Reduced trap density and mitigating the interfacial losses by placing 2D dichalcogenide material at perovskite/HTM interface in a dopant free perovskite solar cells

Abstract

Abstract Solution-processed photovoltaics employing perovskite as light harvester are the next generation future energy source owing to its low manufacturing cost and potential to achieve high power conversion efficiency. Significant emphasis has been laid on the performance-related investigations, however the long-term instability under operational conditions and device reproducibility obstruct its potential commercial endeavour. Herein, by tweaking the energy level alignment between the hole-transport layer and perovskite, by the placement of a 2D-MoS2 interlayer, we demonstrate suppressed interfacial charge accumulation, fast charge extraction, and subsequently improved photovoltaic performances.

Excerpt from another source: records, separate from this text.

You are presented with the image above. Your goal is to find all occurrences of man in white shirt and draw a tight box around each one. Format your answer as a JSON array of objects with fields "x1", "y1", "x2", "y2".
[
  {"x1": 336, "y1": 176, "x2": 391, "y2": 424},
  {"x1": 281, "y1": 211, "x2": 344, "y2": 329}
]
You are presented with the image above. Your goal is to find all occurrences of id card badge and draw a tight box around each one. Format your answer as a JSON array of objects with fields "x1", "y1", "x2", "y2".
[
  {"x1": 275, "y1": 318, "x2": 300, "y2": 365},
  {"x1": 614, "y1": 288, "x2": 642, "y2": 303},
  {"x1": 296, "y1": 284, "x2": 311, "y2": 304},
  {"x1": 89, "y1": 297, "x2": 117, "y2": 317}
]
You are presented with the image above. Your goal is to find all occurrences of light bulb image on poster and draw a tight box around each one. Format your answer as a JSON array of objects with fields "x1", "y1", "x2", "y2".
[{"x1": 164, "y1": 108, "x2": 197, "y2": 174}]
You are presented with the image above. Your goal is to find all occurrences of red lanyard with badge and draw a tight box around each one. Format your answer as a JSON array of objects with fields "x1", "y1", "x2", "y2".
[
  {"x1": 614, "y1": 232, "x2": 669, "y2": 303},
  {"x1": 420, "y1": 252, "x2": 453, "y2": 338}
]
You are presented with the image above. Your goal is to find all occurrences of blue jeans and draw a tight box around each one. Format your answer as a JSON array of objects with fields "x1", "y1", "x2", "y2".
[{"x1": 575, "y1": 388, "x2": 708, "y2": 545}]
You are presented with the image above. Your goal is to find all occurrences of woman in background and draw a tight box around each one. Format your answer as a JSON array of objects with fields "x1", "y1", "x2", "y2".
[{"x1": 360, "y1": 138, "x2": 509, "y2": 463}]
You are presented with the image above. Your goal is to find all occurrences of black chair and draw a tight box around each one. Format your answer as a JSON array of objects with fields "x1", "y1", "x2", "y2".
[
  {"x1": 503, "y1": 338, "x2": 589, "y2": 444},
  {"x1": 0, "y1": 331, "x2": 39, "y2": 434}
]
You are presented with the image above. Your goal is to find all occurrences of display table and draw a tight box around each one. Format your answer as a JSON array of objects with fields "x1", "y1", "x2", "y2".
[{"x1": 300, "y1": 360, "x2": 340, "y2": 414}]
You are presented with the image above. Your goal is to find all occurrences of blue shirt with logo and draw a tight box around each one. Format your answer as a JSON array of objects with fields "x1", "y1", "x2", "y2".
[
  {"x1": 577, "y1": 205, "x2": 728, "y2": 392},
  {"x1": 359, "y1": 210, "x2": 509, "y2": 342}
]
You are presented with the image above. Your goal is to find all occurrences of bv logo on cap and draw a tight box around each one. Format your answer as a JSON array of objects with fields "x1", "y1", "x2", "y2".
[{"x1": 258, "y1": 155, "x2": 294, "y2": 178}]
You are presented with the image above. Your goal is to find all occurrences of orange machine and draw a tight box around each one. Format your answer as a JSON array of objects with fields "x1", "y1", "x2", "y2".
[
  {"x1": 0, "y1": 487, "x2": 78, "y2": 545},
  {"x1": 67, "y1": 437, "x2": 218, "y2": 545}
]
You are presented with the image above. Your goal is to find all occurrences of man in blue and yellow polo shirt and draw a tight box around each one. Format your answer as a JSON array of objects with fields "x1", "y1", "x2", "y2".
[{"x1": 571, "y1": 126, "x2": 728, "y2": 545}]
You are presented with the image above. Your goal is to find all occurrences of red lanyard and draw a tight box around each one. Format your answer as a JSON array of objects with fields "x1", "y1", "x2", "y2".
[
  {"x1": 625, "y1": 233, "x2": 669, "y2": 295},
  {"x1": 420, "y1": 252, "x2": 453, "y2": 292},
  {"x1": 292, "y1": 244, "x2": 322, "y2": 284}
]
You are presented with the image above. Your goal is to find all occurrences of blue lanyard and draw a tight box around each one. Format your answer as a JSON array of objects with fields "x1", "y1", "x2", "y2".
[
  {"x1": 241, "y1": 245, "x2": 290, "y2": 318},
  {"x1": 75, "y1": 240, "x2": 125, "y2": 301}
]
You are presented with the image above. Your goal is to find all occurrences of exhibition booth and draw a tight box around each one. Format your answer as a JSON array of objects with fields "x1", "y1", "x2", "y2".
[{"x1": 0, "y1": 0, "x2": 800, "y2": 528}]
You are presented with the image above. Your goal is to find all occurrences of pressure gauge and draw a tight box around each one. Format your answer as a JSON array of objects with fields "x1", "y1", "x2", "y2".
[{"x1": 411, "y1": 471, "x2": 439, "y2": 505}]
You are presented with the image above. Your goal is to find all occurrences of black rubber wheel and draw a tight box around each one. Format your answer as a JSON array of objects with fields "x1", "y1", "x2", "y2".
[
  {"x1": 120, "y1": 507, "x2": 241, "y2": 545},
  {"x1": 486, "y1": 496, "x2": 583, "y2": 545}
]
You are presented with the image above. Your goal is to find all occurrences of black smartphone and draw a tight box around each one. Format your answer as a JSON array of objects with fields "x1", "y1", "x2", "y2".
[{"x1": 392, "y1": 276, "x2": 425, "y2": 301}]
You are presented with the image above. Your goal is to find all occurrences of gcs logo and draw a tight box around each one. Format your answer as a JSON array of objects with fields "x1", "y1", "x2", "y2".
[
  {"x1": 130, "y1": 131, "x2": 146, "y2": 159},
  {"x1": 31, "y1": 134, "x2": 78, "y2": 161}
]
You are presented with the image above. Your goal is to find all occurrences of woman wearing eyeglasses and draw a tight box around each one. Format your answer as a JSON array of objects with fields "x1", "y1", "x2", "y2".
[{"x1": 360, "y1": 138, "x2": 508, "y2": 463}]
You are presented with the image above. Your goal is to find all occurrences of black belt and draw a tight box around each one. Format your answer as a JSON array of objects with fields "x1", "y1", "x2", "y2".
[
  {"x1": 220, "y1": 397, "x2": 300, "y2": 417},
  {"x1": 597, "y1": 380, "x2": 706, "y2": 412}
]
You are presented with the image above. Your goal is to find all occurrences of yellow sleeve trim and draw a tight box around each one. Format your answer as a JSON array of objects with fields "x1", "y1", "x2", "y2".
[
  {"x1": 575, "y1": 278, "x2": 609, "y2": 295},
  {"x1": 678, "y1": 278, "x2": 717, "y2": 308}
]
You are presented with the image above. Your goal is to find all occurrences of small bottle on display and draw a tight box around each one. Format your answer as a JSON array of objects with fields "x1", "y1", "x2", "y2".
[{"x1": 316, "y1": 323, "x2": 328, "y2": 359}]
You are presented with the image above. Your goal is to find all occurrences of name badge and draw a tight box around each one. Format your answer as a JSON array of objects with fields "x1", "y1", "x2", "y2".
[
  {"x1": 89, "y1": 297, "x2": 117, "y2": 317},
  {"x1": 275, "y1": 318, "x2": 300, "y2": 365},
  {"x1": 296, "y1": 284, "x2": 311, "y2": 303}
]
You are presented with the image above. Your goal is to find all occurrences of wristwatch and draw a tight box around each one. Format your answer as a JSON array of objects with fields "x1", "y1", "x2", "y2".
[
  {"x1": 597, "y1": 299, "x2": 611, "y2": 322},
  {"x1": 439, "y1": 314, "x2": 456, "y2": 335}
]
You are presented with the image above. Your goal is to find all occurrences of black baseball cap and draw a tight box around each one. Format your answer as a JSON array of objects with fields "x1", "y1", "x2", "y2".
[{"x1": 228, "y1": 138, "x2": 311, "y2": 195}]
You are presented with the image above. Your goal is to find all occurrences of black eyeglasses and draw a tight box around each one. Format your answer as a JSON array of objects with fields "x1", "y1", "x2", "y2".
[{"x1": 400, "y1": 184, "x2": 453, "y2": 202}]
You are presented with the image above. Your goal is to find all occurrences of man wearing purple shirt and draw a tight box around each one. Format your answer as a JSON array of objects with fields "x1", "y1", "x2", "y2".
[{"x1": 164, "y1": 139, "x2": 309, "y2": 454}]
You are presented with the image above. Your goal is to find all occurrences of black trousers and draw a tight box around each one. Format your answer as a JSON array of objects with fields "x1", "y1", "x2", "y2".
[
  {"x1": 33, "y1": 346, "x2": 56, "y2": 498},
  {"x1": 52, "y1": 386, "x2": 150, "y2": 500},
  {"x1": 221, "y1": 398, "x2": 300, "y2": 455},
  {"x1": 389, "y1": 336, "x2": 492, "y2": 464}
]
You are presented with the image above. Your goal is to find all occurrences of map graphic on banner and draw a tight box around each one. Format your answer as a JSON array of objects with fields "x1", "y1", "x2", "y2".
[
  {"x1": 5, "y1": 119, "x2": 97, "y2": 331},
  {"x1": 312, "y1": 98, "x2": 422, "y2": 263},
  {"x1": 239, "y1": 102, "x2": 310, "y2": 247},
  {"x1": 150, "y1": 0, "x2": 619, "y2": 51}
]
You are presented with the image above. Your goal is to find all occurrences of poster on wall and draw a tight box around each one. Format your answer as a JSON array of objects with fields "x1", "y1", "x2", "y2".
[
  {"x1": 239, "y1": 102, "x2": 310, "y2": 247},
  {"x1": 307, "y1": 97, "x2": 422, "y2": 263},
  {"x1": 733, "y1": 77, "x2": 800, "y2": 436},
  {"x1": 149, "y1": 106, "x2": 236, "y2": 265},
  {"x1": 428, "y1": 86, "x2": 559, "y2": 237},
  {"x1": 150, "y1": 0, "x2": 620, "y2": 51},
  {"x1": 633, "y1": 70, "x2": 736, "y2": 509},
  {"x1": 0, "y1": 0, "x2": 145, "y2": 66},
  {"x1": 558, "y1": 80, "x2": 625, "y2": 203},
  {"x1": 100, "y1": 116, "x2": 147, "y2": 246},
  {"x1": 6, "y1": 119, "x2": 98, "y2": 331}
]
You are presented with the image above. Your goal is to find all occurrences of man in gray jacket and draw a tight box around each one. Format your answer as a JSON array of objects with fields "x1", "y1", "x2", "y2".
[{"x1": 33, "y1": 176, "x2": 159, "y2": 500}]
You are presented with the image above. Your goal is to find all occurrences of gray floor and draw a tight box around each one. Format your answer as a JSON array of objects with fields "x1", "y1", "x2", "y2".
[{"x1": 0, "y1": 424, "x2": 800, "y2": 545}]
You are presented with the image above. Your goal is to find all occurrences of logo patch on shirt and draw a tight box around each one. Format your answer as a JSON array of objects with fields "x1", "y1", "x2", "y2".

Notably, with the usage of a dopant free hole transport materials, a power conversion efficiency of 18.54% with significantly upgraded open circuit voltage (Voc) and FF was recorded. The stability measurement shows that the resulting 2D-MoS2 supported dopant-free hole selective layers exhibit notable moisture stability under ambient conditions. Our study put forward the profound experimental understanding of 2D-transition metal dichalcogenides as an agent to engineering the interface, enlightening the power conversion efficiency and lifetime of the perovskite solar cells.